Novel insights into the mechanisms whereby isoflavones protect against fatty liver disease

Table 1 Effects of soy, kudzu and red clover isoflavones on fatty liver disease in rodents

Experimental model	Treatment	Effects	Ref.
Mice fed high-fat diet	Genistein	Alleviates NAFLD by stimulating hepatic fatty acid β-oxidation and increasing antioxidative enzyme	Lee et al[24]
Rats fed high-fat diet	Genistein	Prevents emergence of NASH by attenuating oxidative stress	Yalniz et al[25]
Rats fed MCD diet	Soy isoflavone	Prevents liver damage by decreasing lipid peroxidation in NASH model	Ustundag et al[26]
Rats fed high-fructose diet	Genistein	Reduces NAFLD via activation of antioxidant profiles and decreases IL-6 and TNF-α	Mohamed Salih et al[27]
Mice fed high-fat diet	Genistein	Reduces NAFLD by regulating adipocyte fatty acid β-oxidation and adipogenesis	Kim et al[28]
Rats fed high-fat diet	Genistein	Slows down NASH progression by inhibiting IκB-α phosphorylation, nuclear translocation of NF-κB p65 subunit, and activation of JNK	Ji et al[29]
Rats provided with ethanol	Genistein	Ameliorates alcoholic liver injury and liver fibrosis by reducing lipid peroxidation, recruiting the anti-oxidative defense system, inhibiting CYP2El activity, and promoting extracellular matrix degradation	Huang et al[30]
ApoE-/- mice fed high-fat diet	Genistein	Alleviates metabolic abnormalities including hypercholesterolemia and NASH in ApoE-/- mice	Kwon et al[31]
Mice fed high-fat diet	Daidzein	Prevents NAFLD through the direct regulation of hepatic de novo lipogenesis and insulin signaling, and the indirect control of adiposity and adipocytokines	Kim et al[32]
Rats fed high-fat diet	Daidzein	Reduces weight gain and fat content in liver by affecting PPARα/γ and stearoyl coenzyme A desaturase 1	Crespillo et al[33]
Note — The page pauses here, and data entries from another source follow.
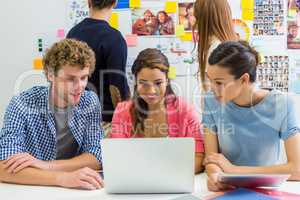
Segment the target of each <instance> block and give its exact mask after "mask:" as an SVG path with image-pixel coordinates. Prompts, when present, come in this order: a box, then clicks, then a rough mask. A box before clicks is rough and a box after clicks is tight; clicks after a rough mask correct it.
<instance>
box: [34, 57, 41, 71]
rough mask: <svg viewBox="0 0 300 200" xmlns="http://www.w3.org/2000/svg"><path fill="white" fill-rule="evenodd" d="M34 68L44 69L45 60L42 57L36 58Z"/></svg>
mask: <svg viewBox="0 0 300 200" xmlns="http://www.w3.org/2000/svg"><path fill="white" fill-rule="evenodd" d="M33 69H36V70H41V69H43V60H42V58H35V59H34V60H33Z"/></svg>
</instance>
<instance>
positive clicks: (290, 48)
mask: <svg viewBox="0 0 300 200" xmlns="http://www.w3.org/2000/svg"><path fill="white" fill-rule="evenodd" d="M287 14H288V16H287V47H288V49H300V0H288V12H287Z"/></svg>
Rats fed high-fat diet	Puerarin	Reduces NAFLD via hepatic leptin signaling activation (leptin receptor/JAK2/STAT3)	Zheng et al[34]
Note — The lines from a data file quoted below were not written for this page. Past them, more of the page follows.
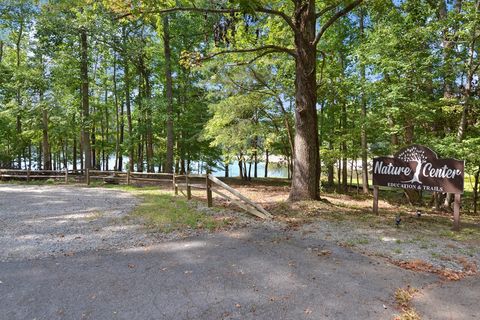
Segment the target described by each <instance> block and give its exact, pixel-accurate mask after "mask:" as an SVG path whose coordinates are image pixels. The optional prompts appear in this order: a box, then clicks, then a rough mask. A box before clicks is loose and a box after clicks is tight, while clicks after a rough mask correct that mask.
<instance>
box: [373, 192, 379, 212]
mask: <svg viewBox="0 0 480 320" xmlns="http://www.w3.org/2000/svg"><path fill="white" fill-rule="evenodd" d="M373 213H374V214H378V186H374V187H373Z"/></svg>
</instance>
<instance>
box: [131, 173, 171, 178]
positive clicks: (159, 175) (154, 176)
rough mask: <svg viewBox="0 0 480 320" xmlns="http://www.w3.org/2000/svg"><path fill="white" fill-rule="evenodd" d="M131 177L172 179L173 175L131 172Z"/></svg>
mask: <svg viewBox="0 0 480 320" xmlns="http://www.w3.org/2000/svg"><path fill="white" fill-rule="evenodd" d="M131 175H132V176H134V175H139V176H147V177H167V176H168V177H172V176H173V173H154V172H132V173H131Z"/></svg>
Rats provided with ethanol	Puerarin	Prevents acute alcoholic liver injury by inhibiting oxidative stress	Zhao et al[35]
Mice provided with ethanol	Tectoridin	Protects against ethanol-induced liver steatosis by modulating disturbance of PPARα pathway and ameliorating mitochondrial function	Xiong et al[36]
Hepatocytes treated with ethanol	Puerarin	Restores viability of cells and reduces lipid accumulation in ethanol-treated hepatocytes by activating autophagy via AMPK/mTOR-mediated signaling	Noh et al[37]
Mice fed high-fat diet	Puerariae flower extract (isoflavone-rich)	Exerts anti-fatty liver effects by suppressing lipogenesis in the liver	Kamiya et al[38]
Rats provided with the Liber-DeCarli liquid diet	Puerarin	Alleviates chronic alcoholic liver injury by inhibiting endotoxin gut leakage, Kupffer cell activation, and endotoxin receptors expression	Peng et al[39]
db/db diabetic mice	Red clover extract (isoflavone-rich)	Reduces liver TG and cholesterol levels by activating hepatic PPARα and inhibiting hepatic fatty acid synthase	Qiu et al[40]
Mice fed cholesterol-enriched diet	2-heptyl-formononetin, formononetin	Induces hepatic steatosis, but decreases markers of inflammation and liver injury	Andersen et al[42]
Mice fed MCD diet	Red clover extract (isoflavone-rich)	Improves hepatic steatosis, but does not alleviate liver inflammation	Qiu et al[41]

AMPK: Adenosine 5‘-monophosphate-activated protein kinase; IκB: Inhibitor of NF-κB; JAK2: Janus kinase 2; mTOR: Mammalian target of rapamycin; STAT3: Signal transducer and activator of transcription 3; NAFLD: Non-alcoholic fatty liver disease; NASH: Non-alcoholic steatohepatitis; TNF: Tumor necrosis factor; IL: Interleukin; MCD: Methionine-choline-deficient; PPAR: Peroxisome proliferator-activated receptor.